# Good beginer violin



## Lalo

Hi,
I play piano so I know some teory, and now I want to learn the violin. However, I don't know much about violins. 
I have a tight budget (200 - 300 USD) and I don't know what violin to buy. There are not any music stores where I live so I would like to order the violin online.


Could you recomend a brand or model that is affordable and that is good (i've seen many videos where cheap violins sound bad or are simply not playable)?

I'm also considering the Stentor Student Violin I and the Mendini MV300, can you give me your opinion on them?

Thanks!!! :tiphat:


----------



## Enthalpy

Hi Lalo, I regret to have no encouraging information for you...

Decent violins don't fit in 300$, they are not sold online, and are made by very small companies, 1 to very few people. There are thousands of luthiers. "Brands", online etc., all sound like industrial fabrication, which makes only bad violins. You'd be discouraged soon.
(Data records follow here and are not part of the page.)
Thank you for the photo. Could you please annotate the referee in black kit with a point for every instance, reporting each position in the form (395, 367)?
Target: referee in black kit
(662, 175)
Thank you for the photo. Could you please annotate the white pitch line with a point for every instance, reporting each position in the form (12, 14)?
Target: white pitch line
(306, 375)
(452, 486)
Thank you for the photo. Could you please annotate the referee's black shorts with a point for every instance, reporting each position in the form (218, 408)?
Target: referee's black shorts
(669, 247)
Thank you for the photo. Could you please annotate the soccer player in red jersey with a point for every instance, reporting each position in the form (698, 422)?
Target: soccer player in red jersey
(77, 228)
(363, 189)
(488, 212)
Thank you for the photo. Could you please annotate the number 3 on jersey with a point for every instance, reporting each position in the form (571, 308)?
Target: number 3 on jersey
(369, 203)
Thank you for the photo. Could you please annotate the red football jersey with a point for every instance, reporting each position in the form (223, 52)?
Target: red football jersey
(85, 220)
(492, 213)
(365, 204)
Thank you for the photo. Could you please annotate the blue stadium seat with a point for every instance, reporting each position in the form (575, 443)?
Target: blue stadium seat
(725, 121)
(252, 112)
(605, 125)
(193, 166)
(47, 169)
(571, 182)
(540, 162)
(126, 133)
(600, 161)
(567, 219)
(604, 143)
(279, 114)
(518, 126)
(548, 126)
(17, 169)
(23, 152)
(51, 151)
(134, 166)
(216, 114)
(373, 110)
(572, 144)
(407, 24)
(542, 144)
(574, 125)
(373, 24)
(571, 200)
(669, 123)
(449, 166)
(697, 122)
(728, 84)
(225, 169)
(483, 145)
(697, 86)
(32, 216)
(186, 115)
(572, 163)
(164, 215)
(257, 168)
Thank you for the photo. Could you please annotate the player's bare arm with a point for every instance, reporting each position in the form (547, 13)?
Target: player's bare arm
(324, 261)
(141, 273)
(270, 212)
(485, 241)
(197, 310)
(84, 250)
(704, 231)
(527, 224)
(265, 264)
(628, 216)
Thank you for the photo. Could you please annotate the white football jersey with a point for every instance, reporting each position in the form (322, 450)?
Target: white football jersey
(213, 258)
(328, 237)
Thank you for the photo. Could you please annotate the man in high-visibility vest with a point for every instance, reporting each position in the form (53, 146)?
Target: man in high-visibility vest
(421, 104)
The reason is that a violin uses the vibrations of wood, as opposed to a wind instrument, and violin parts are adapted to the available wood. Series production with repeated dimensions makes only bad instruments. Also, wood must dry for some 20 years depending on its nature, and industrial companies never afford that. That's why so many small companies still exist.
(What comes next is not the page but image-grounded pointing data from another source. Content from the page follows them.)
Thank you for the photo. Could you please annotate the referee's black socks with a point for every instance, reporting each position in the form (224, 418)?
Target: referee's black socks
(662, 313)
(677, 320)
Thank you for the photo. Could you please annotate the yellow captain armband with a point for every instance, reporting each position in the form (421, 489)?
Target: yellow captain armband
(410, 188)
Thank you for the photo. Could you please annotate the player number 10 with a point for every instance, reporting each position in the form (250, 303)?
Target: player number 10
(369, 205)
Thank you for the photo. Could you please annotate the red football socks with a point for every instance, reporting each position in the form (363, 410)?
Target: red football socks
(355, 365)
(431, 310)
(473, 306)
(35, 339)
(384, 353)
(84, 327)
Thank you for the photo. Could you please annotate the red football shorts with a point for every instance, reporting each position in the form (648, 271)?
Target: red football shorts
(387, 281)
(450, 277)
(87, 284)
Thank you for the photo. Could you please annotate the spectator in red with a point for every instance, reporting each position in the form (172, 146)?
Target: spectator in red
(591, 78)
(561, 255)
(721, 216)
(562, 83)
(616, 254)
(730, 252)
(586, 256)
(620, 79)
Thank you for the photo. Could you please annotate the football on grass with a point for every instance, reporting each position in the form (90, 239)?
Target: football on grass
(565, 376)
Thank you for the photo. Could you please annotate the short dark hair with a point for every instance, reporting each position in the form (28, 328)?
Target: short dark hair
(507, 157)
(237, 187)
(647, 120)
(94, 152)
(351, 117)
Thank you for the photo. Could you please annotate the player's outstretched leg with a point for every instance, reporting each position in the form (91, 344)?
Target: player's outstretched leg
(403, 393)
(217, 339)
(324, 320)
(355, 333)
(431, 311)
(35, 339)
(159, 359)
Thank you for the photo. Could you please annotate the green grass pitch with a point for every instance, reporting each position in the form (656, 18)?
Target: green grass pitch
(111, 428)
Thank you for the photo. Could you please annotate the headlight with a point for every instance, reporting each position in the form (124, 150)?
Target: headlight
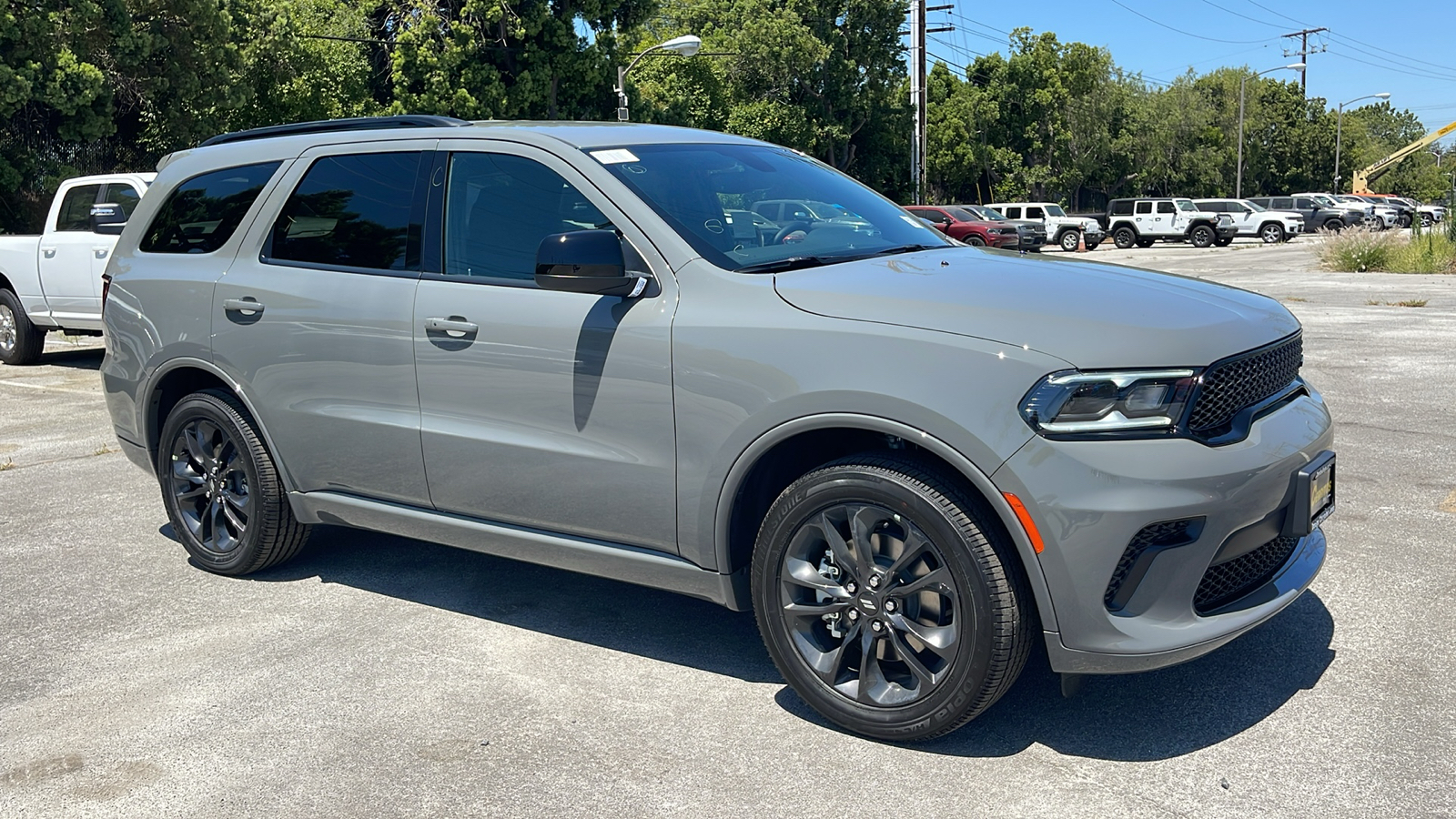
(1091, 404)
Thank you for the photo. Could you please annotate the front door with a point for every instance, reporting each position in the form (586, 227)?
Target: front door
(69, 257)
(543, 409)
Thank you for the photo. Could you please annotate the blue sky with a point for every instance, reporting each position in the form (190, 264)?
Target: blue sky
(1409, 53)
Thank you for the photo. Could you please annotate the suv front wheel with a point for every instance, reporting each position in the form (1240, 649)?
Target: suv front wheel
(222, 490)
(888, 598)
A violin professor would have told you that, so I suppose you want to learn without a professor. Alas, the violin isn't an instrument to learn alone. I can tell you: I learned 3 instruments with a professor, including the violin, and 3 without.

Other aspects: we have too many violinists. Horribly too many. And how young are you? I know violinists who switched from an other instrument with 12, but not later. As opposed, at least one bassoonist switched from the piano at 18. Apparently some violin movements must be learned young. Then there is the time needed to learn the instrument.

Can it be a different instrument? I can imagine learning the saxophone alone, or the baritone horn, the euphonium, maybe the clarinet, and these instruments are series-produced. For 300usd you get a playable used instrument. A cimbalum? I don't know percussions well enough, but other people here do.


----------



## Enthalpy

Piano would help you learn the xylophone, glockenspiel, metallophone, vibraphone and marimba.

Not playing them, I can't tell how much can go wrong without a professor, nor how cheap they can be second-hand.


----------